I discovered an amazing woman last week, a woman who was creative (and versatile) enough to have written a very early science fiction book about a time-traveling mummy as well as a series of popular garden books, which she also illustrated. Jane Webb Loudon (1807-1858) was born into a wealthy industrial family and later married to a gentleman, but both father and husband left her virtually penniless and to her own devices. She made her own way, in her own fashion.

When she was only 20, Jane published (anonymously) The Mummy!:  Or a Tale of the Twenty-Second Century, featuring an Egyptian mummy named Cheops who is “reanimated” in 2126 in a very connected, technological, and female-dominated world which is nevertheless plagued by political discord and moral decay. No doubt she was influenced by the publication of Mary Shelley’s Frankenstein a decade earlier, as well as the fascination with all things Egyptian, initiated by Napoleon’s expedition to Egypt in 1798, and the publication of his entourage’s 24-volume Description of Egypt. The Mummy! (love the exclamation point) apparently sold well and relieved Miss Webb of some of the financial stress she must have felt after the death of her father.

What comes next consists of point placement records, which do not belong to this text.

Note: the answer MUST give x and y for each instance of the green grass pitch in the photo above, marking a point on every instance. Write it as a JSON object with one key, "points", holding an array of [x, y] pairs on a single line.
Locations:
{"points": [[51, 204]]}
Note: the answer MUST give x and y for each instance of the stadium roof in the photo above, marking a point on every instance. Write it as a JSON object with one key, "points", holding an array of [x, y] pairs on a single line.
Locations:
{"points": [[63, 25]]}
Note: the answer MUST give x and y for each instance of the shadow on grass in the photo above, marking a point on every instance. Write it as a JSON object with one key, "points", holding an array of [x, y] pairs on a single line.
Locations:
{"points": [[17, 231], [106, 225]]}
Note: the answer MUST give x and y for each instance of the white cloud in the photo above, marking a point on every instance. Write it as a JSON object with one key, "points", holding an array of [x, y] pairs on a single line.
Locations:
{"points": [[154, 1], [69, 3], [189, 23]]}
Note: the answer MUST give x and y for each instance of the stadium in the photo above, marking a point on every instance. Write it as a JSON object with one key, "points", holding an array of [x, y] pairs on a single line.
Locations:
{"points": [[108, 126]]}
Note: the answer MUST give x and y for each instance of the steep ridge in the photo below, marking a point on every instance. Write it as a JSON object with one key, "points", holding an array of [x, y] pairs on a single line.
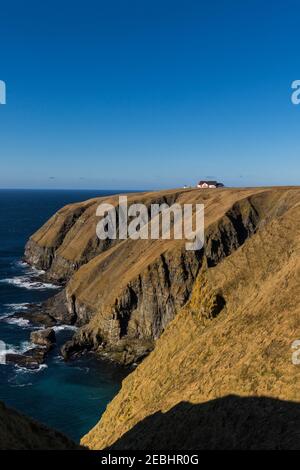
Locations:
{"points": [[18, 432], [124, 297], [222, 370]]}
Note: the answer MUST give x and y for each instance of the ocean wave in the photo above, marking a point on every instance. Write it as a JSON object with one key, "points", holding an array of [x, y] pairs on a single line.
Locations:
{"points": [[16, 307], [23, 322], [21, 349], [24, 370], [64, 328], [29, 384], [27, 282]]}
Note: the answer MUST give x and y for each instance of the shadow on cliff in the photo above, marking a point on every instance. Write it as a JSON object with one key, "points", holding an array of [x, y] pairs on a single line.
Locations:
{"points": [[230, 422]]}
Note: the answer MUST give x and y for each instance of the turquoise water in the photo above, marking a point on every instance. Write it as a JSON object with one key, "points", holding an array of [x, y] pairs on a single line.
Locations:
{"points": [[67, 396]]}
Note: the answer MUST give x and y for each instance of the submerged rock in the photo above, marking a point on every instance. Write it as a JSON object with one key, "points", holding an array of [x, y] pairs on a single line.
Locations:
{"points": [[43, 337]]}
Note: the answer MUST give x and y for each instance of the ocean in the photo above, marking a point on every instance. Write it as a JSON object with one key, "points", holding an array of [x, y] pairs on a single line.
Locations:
{"points": [[69, 397]]}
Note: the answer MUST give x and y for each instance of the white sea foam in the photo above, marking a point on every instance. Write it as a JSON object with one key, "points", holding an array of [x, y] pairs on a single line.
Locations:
{"points": [[27, 282], [21, 349], [64, 328], [23, 322], [16, 307], [24, 370]]}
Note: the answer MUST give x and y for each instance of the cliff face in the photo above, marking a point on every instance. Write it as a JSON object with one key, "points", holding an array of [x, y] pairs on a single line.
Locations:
{"points": [[18, 432], [221, 374], [124, 293]]}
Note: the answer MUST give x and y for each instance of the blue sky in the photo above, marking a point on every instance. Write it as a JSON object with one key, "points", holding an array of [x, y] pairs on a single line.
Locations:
{"points": [[148, 94]]}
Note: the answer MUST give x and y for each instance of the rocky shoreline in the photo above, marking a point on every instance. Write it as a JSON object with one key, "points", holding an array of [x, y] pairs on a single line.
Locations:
{"points": [[121, 295]]}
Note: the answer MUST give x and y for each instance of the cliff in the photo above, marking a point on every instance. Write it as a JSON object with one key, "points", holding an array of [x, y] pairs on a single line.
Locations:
{"points": [[122, 294], [18, 432], [221, 374]]}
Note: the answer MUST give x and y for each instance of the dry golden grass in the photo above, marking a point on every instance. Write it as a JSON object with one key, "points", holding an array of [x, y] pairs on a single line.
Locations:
{"points": [[242, 348]]}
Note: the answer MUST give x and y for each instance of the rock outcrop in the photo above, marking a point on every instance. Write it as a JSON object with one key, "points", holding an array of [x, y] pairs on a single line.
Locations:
{"points": [[221, 374], [123, 293], [18, 432]]}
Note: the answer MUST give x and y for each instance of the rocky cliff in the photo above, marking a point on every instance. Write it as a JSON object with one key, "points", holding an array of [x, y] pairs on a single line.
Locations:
{"points": [[18, 432], [123, 293], [221, 374]]}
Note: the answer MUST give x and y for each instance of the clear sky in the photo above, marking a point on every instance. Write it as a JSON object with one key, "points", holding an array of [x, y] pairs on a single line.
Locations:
{"points": [[143, 94]]}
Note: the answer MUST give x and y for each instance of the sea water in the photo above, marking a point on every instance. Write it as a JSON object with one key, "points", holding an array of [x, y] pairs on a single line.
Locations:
{"points": [[68, 396]]}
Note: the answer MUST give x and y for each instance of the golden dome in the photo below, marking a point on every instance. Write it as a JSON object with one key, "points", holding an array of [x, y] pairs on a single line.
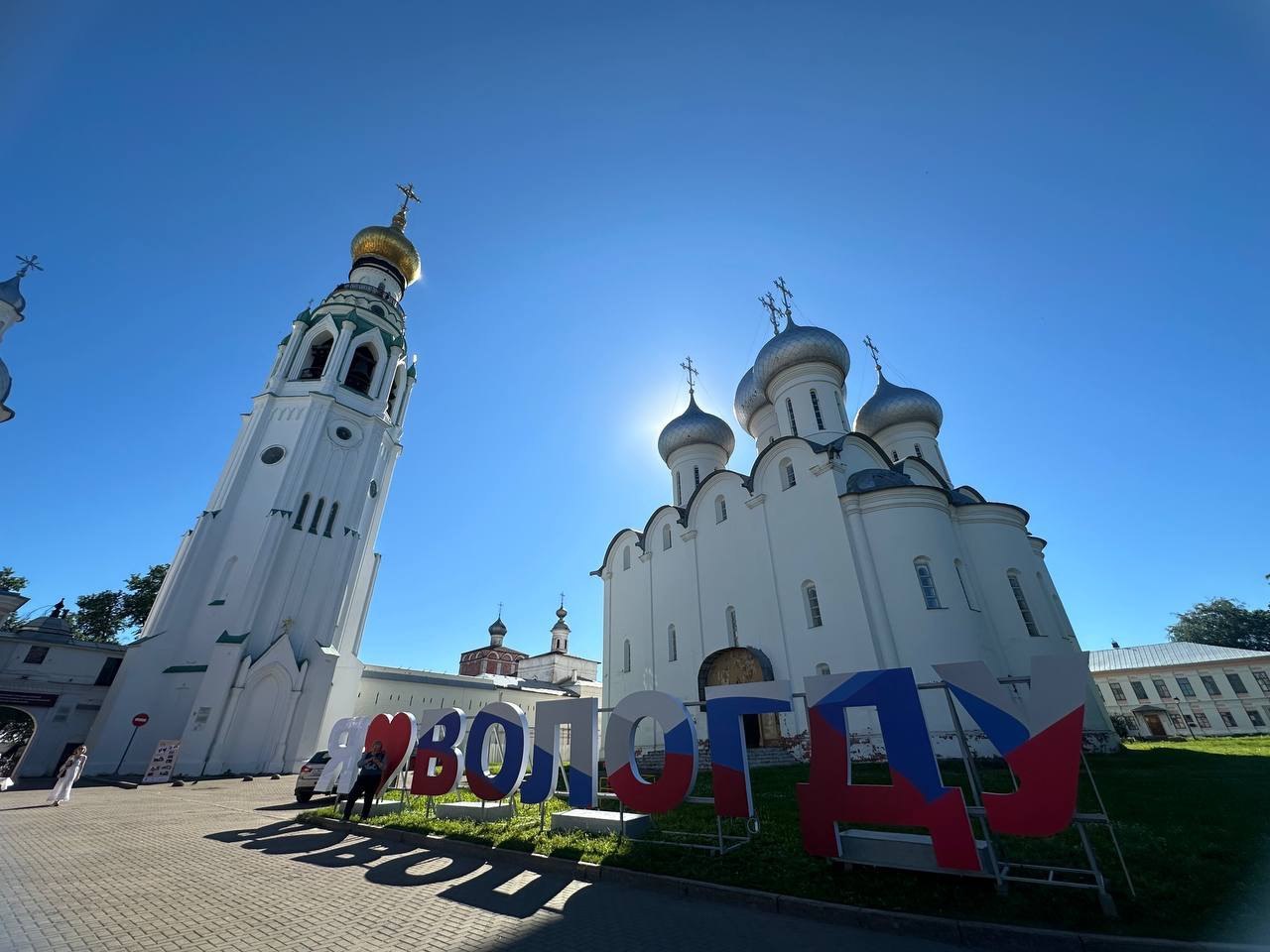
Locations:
{"points": [[391, 245]]}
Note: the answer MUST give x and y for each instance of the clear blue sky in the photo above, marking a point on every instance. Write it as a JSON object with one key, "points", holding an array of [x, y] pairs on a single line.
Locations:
{"points": [[1056, 220]]}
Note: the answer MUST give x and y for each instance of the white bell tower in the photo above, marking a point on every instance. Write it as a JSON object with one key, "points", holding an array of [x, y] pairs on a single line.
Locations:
{"points": [[250, 651]]}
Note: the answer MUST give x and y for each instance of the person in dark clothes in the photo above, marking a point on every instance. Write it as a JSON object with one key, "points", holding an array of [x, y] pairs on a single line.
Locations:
{"points": [[370, 772]]}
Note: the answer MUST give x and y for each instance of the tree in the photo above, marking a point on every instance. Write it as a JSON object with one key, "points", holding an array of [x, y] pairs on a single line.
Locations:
{"points": [[141, 593], [1225, 622], [10, 581], [99, 616]]}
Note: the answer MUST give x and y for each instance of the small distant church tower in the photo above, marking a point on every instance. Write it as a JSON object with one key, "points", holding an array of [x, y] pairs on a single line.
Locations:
{"points": [[250, 652]]}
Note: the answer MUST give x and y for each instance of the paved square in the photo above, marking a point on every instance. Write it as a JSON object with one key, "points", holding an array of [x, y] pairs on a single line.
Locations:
{"points": [[223, 866]]}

Jane connected her world to that of the future through steam:  still a dynamic force, it powered the movement of people, houses and plows. The reference to a steam-powered plow caught the attention of her future husband, John Claudius Loudon, an increasingly-eminent horticultural writer and landscape architect nearly twenty years her senior.  They met, married, had a daughter, and forged a professional relationship in addition to their personal one, working together on a series of agricultural encyclopedias and guides to garden design.  As a novice gardener herself, Jane must have realized that her husband’s technical publications would not satisfy the demand for more accessible gardening advice, and so she began authoring a series of illustrated books catering to the ladies: Young Ladies Book of Botany (1838), Gardening for Ladies (1840), Botany for Ladies (1842) and the multi-volume Ladies Companion to the Flower Garden, published just after her husband’s death in 1843.

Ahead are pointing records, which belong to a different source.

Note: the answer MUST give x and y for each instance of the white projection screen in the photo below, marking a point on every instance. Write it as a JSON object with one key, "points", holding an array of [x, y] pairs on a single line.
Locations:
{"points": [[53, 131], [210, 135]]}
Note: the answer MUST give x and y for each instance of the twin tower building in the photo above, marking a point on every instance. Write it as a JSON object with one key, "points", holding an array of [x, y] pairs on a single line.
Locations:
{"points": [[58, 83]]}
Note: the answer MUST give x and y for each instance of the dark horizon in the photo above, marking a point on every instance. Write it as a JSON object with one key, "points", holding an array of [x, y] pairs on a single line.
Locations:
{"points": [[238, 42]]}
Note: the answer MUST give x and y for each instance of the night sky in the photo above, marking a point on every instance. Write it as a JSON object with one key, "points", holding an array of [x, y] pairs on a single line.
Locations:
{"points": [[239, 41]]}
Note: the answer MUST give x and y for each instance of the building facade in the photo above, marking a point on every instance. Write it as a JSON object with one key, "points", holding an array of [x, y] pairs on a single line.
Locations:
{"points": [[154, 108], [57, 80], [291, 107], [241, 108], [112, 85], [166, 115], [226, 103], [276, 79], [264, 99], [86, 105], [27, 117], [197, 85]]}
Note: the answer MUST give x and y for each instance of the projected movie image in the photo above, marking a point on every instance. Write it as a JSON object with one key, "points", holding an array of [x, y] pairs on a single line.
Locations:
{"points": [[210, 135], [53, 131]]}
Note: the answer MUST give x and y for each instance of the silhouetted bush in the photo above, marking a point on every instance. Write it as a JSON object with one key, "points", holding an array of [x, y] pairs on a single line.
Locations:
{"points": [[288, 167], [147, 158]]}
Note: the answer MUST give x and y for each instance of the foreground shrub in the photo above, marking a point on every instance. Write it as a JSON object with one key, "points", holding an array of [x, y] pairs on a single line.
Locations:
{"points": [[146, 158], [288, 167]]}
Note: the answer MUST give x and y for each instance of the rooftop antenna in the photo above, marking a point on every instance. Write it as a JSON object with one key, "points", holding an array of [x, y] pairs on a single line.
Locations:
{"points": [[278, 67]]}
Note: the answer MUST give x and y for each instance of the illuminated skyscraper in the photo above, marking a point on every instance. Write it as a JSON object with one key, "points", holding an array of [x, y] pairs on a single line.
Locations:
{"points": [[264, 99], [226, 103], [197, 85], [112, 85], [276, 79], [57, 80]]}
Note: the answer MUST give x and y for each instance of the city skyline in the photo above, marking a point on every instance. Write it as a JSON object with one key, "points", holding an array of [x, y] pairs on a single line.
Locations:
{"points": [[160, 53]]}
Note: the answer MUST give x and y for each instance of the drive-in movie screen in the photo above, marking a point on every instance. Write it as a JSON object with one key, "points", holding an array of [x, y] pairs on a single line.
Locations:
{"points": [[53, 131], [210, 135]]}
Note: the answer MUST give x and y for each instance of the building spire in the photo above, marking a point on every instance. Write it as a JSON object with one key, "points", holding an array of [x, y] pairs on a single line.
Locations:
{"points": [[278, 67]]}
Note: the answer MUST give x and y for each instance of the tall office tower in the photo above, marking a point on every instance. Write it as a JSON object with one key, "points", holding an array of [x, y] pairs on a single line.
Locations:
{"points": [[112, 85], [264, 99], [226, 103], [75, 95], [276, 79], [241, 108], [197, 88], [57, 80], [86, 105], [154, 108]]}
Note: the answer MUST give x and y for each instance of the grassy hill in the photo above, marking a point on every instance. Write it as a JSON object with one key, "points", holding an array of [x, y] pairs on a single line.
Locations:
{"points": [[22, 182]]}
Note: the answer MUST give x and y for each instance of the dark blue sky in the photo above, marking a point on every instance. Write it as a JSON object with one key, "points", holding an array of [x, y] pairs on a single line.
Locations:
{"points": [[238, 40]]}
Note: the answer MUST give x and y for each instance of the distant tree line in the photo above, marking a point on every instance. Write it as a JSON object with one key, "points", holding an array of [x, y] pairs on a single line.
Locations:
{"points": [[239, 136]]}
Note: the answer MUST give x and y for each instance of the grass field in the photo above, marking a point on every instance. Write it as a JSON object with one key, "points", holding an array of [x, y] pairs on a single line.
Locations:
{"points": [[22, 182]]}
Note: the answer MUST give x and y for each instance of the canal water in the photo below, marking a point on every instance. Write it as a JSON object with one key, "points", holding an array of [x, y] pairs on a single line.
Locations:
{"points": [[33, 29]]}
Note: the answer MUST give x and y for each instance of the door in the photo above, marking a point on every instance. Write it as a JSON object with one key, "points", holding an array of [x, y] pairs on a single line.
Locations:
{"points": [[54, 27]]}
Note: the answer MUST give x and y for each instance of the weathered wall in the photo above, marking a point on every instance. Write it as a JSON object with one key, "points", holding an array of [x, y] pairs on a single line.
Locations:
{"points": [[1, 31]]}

Before his death, Mr. Loudon became involved in an arboretum plan that left Jane saddled with debt (shades of her father’s “legacy”), so she ramped up her publishing, catering to the demand that she virtually created with more popular gardening books for ladies, illustrated with the colorful groupings of flowers that would be the standard in horticultural illustration for years to come. Chromolithography probably broadened the appeal of the multiple editions of The Ladies’ Flower Garden and British Wild Flowers as well, and consequently the self-taught Mrs. Loudon seems to have emerged as a more recognizable authority on Victorian gardening than her scholarly husband.

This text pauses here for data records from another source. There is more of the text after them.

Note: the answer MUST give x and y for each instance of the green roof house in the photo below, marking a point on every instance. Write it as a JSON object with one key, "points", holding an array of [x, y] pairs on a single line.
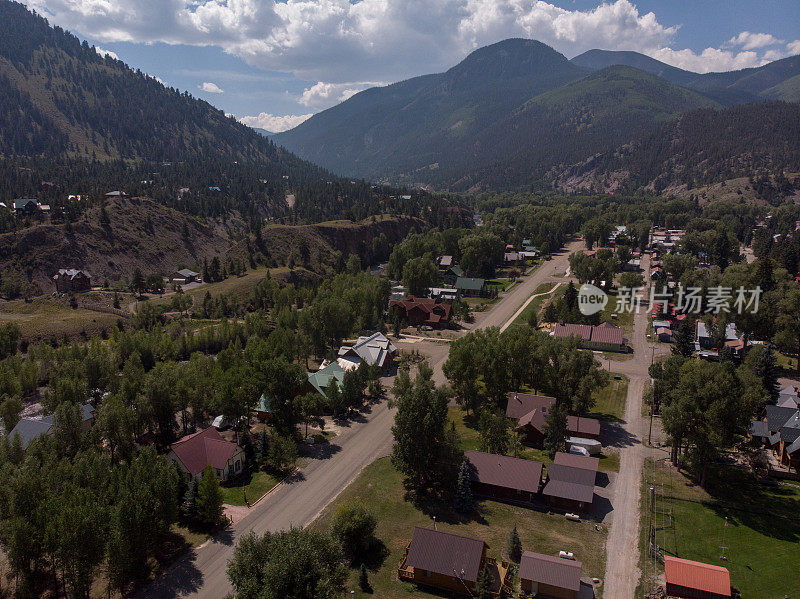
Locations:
{"points": [[470, 287], [321, 379]]}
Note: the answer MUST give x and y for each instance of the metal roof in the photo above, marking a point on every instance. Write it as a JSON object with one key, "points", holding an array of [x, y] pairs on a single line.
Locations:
{"points": [[552, 571], [577, 461], [505, 471], [445, 553], [696, 575], [520, 404]]}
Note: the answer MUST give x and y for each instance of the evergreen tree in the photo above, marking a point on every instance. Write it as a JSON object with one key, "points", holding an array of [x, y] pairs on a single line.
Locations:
{"points": [[363, 580], [514, 546], [209, 498], [463, 501], [188, 509], [555, 429], [483, 588]]}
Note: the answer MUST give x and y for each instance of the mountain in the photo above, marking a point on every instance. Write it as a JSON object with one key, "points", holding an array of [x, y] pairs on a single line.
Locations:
{"points": [[563, 125], [728, 88], [514, 113], [411, 124], [758, 144]]}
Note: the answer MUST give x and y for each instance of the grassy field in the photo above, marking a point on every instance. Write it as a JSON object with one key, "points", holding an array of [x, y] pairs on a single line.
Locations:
{"points": [[536, 303], [763, 534], [255, 484], [380, 487], [46, 318], [610, 400], [471, 440]]}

Plates from The Ladies’ Flower Garden of Ornamental Annuals (1842) and British Wild Flowers (1846), Victoria & Albert Museum, London.

I’d like to know a lot more about Jane Webb Loudon so I’m chasing down a few sources. Sheffield Hallam University reportedly has one her scrapbooks in its archives which I’d love to see and the National Trust has published a modern version of Mr. Loudon’s travel diaries titled In Search of English Gardens:  The Travels of John Claudius Loudon and His Wife Jane (ed. Patricia Boniface, National Trust Classics, 1987).